Squeaky Wheel Gets Disease-Research Gold

By Michael Fumento
Copyright 1998 Washington Times
July 17, 1998


The official name of the new Institute of Medicine report is "Scientific Opportunities and Public Needs." But it ought to be called "The Squeaky Wheel Gets the Oil."

Scattered in its 119 pages are facts of deadly importance. Taxpayer money allocated for combating disease, most of it through the National Institutes of Health, is spent largely not on any medical or logical basis but rather as a reaction to who cries "J'Acuse!" the loudest.

It started with the AIDS activists. They pursued a two-pronged strategy. First, they said, if you didn't grant every research dollar they demanded, you were a homophobe. Second, they said, it was no longer just a gay disease, it was now "an equal opportunity destroyer." One needn't be the proverbial rocket scientist to see the inherent contradiction here, but there's no arguing with success. And the AIDS activists were and remain phenomenally successfully.

AIDS received almost $ 34,000 in last year's budget for each death in 1996. By comparison, cancer received less than $ 5,000 and heart disease less than $ 12,000.

Breast cancer activists then openly copied the AIDS campaign. They grossly exaggerated the risks of contracting the disease and claimed if you didn't grant every research dollar they demanded, you were a misogynist. They also fabricated a "breast cancer epidemic" built around the grain of truth that there had been a sharp increase in breast cancer diagnoses in the 1980s.

They ignored the cancer experts who said this was merely a temporary jump caused by earlier detection. They also ignored the fact that new prostate cancer diagnoses increased five times faster in this period than new breast cancer diagnoses. Yet in 1992, the media referred to a breast cancer epidemic 35 times more often than it did to a prostate cancer epidemic. Then, just as the experts had predicted, the sudden increase in breast cancer detections was followed by a sharp drop. But the myth of the "breast cancer epidemic" lives on, and women continue to be terrified by it.

Still, the strategy worked brilliantly, so that NIH breast cancer allocations now outnumber those for prostate cancer by about five times per case and four times per death. Further, then-Rep. Pat Schroeder (D-Colo.), militantly feminist and rabidly anti-military, killed two birds with one budget in slicing out hundreds of millions of dollars of defense appropriations and devoting them to breast cancer research.

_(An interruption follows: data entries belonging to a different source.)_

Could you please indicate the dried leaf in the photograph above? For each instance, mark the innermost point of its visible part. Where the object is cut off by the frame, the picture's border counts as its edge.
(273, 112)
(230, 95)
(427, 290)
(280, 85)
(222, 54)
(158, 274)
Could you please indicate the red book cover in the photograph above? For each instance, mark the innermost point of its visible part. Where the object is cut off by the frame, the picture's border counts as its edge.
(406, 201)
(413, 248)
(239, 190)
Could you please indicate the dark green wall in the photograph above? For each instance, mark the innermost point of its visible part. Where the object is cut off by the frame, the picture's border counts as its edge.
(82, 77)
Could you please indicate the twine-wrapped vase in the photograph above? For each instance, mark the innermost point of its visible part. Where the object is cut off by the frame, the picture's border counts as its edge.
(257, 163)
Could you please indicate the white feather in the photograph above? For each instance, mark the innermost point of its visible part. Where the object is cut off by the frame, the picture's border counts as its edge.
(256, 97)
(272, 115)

The inevitable result is that funding for other diseases suffered - or, more specifically, persons with those diseases suffered. "In 1993, for example," the IOM report notes, National Cancer Institute "allocations for breast cancer research increased by $ 53 million, cervical cancer research funding increased by $ 10 million, ovarian cancer research funding increased by $ 6 million." All this was in response to charges of spending discrimination against women. Prostate cancer research funding increased by $ 7 million.

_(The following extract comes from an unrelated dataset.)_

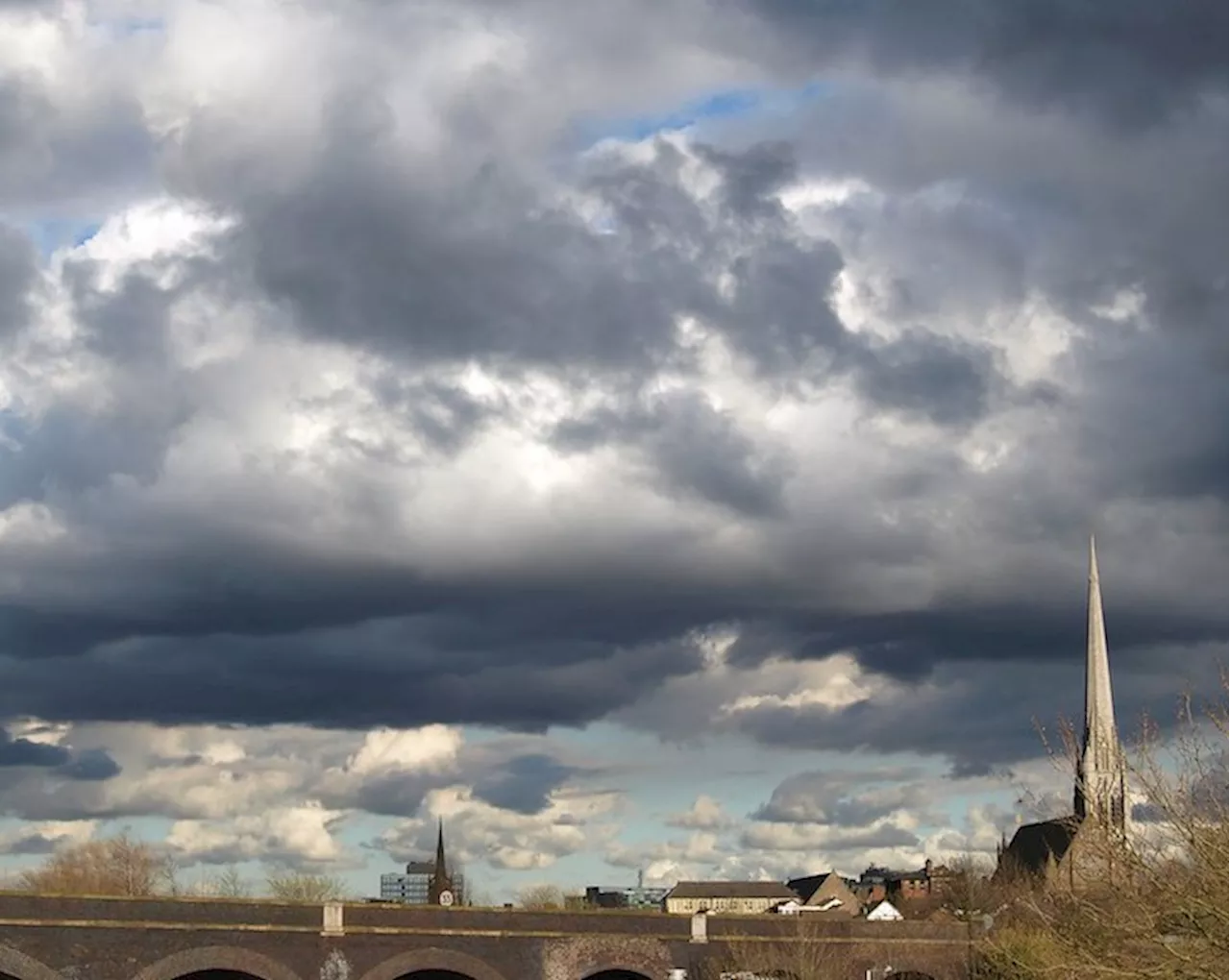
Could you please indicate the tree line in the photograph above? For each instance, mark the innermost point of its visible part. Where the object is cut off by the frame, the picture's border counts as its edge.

But, notes the report, "To achieve these increases, NCI had to cut basic research funding for leukemia, non-Hodgkin's lymphoma and cancers of the colon, bladder, kidney, and brain, as well as for public information and chemoprevention."

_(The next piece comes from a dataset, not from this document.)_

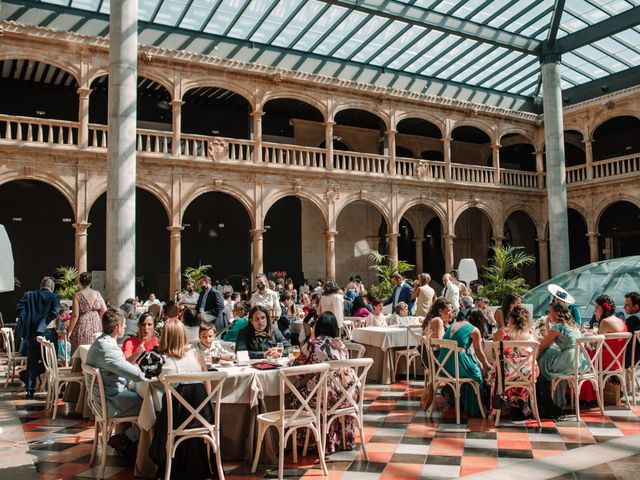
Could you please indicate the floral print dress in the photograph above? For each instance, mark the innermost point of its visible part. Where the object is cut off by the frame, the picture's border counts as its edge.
(323, 349)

Inevitably, every group of disease sufferers short of those with bunions and tonsillitis began agitating and hiring professional lobbyists. Thirty-one patient advocacy groups submitted written or oral testimony before the IOM as it worked on its report. And who can blame them? But now we have something that's been dubbed "Disease Wars."

Confronted with such massive disparities, the winners in the squeaky wheel game always give the same response: We shouldn't be fighting against each other; the whole research pie should be enlarged. Well, it is being made somewhat bigger. But notes the IOM report, "Although ... both the administration and the U.S. Congress have promised a substantial (NIH funding) increase for 1999, it will never be large enough to meet every need or fund every promising lead. Choices must be made and priorities must be set."

Moreover, the problem of inequity remains. If AIDS and breast cancer are receiving an overly generous slice of the pie now, increasing the size of the pie hardly rectifies this.

There's no simple formula for how research money should be allocated. But chief among the considerations should be: But the very first step is to stop rewarding those who artificially make their wheels squeak.